Religious opinion was becoming increasingly Puritanical, with a growing number having extremist Calvinist views and wishing reform of the established Churches in England and Scotland. The overwhelming majority of those in London were Puritans, what are referred to as Dissenters or non-conformists. Charles, on the other hand, believed in the High Anglican form of worship that was very ritualistic, which was not dissimilar to Arminian or Catholic. To the great dismay of Londoners, in 1628 he installed the clergyman William Laud as Bishop of London, a strong believer in the rule of bishops and ritualistic worship. In 1633 Charles elevated Laud to Archbishop of Canterbury, uniting the majority of Protestants against him. Charles and Laud planned religious reforms that seemed Catholic in all but name. Laud was succeeded as Bishop of London by William Juxon, who also became a close confident of the King.
Laud imposed a new policy on all parishes in November 1633. The communion table was to be moved from its normal position in the nave to the east end of each church such as it was in cathedrals, which angered even non-Puritans. This apparently small point was a visible sign to all congregations of the theological differences that separated most people from the Arminians and was one step too many in the direction of Catholic worship. The imposition of such uniformity, known as ‘Thorough’, created a great anger in the country, making Laud extremely unpopular, but he was able to carry out such measures because he had the full support of Charles. Thus, the King himself lost much support in the country.
In 1637 Laud had the ears of three men cut off for distributing leaflets attacking his policies, and Dissenters who failed to attend Anglican church services were fined. Lambert Osbaldeston, headmaster of Westminster School, fell foul of Laud, who ordered his dismissal and a punishment of being nailed to a pillory by his ears. Osbaldeston fled into hiding before the punishment could be carried out, emerging three years later when it was safe to do so. During the following decade thousands of people sailed from London to the North American colonies, many to seek religious freedom.
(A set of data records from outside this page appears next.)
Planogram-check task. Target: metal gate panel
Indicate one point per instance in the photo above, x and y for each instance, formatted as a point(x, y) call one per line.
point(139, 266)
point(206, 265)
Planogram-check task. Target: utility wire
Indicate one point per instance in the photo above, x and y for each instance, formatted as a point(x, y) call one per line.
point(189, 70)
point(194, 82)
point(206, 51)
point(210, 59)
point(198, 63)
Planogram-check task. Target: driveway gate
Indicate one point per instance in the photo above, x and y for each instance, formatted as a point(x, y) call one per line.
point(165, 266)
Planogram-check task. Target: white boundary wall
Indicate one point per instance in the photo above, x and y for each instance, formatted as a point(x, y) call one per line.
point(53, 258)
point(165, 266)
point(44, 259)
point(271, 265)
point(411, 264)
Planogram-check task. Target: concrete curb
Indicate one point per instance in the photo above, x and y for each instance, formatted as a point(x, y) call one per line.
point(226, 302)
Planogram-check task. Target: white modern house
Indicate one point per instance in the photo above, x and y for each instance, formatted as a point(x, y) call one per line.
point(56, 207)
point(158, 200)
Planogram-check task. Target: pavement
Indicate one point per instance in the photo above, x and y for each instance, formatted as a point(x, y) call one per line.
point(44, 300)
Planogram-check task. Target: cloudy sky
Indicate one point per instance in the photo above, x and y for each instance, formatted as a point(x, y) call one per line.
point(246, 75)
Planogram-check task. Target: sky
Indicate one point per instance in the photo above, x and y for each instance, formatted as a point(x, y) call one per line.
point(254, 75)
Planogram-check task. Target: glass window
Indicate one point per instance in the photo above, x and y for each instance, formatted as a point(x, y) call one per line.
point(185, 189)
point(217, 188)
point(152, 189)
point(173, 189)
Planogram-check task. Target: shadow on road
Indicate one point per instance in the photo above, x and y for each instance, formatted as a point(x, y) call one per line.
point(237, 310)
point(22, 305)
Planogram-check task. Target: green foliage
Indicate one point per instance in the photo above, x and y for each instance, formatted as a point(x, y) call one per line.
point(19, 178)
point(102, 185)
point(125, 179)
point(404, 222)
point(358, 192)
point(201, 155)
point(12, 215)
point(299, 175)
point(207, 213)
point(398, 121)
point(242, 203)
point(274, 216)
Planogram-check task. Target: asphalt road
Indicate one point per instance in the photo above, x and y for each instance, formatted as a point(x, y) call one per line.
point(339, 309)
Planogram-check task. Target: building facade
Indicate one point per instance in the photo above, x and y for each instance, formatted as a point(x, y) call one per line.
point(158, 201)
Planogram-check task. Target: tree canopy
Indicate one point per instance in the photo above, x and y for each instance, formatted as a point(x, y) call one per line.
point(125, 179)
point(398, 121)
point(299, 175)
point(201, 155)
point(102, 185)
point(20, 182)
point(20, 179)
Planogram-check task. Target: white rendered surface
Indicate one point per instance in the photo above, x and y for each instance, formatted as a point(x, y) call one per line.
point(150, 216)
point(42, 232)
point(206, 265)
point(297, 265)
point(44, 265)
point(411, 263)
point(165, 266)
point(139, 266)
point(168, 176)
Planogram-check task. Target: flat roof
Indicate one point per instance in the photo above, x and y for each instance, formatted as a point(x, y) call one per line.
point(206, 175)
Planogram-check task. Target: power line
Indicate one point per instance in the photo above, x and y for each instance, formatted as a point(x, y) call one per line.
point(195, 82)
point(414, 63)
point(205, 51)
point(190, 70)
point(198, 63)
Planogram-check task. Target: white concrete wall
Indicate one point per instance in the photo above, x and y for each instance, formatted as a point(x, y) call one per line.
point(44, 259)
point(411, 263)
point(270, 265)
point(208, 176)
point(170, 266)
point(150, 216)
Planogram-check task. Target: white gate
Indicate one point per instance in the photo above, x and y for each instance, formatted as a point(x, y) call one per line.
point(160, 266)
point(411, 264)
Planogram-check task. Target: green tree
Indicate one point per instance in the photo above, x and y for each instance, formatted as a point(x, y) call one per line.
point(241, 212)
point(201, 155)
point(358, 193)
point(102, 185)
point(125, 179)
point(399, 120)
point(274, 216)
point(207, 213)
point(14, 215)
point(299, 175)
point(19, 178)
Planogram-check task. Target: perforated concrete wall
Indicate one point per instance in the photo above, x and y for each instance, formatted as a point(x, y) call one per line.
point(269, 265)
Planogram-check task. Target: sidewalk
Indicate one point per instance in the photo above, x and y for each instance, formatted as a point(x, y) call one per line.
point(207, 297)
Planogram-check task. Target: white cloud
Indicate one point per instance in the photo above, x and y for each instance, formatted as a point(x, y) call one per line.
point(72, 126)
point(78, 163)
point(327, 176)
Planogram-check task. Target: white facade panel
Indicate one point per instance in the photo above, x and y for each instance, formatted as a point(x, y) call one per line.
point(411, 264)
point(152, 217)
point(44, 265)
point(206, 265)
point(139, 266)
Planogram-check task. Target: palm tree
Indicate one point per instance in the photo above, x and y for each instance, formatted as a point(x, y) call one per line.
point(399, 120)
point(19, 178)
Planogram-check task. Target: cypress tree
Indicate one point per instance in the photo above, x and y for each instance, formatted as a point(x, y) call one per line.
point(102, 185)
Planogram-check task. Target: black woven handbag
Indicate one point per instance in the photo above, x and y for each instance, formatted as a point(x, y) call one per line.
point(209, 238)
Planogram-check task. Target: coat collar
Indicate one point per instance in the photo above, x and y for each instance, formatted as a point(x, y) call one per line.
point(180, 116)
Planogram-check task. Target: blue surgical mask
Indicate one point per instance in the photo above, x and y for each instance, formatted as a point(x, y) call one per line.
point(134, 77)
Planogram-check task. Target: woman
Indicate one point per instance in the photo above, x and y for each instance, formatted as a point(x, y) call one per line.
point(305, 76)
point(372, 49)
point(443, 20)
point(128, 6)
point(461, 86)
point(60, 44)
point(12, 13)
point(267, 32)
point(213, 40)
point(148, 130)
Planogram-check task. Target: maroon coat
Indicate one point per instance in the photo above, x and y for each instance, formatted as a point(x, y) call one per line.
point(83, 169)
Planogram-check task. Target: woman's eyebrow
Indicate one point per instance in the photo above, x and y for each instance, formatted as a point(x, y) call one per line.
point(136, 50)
Charles circumvented the tax problem in 1634 by broadening ‘Ship Money’ – the obligation for each coastal town to provide the Crown with either ships or money during times of war – to all towns in England and on a permanent basis. Constant demands on the merchants of London to equip ships created much ill-will towards Charles, as did the forfeiture of lands in Ireland that the City’s livery companies had been forced to take by James I and on which they had spent large sums of money. Charles used every lever available to him to extort funds from London’s merchants.
The relationship with the City was further tested when in 1636 Charles issued reforms of the complex rights and boundaries of London, against the wishes of the Lord Mayor and aldermen. It was a point that dated back to the beginning of the century but came to the fore again in the 1630s following several outbreaks of plague.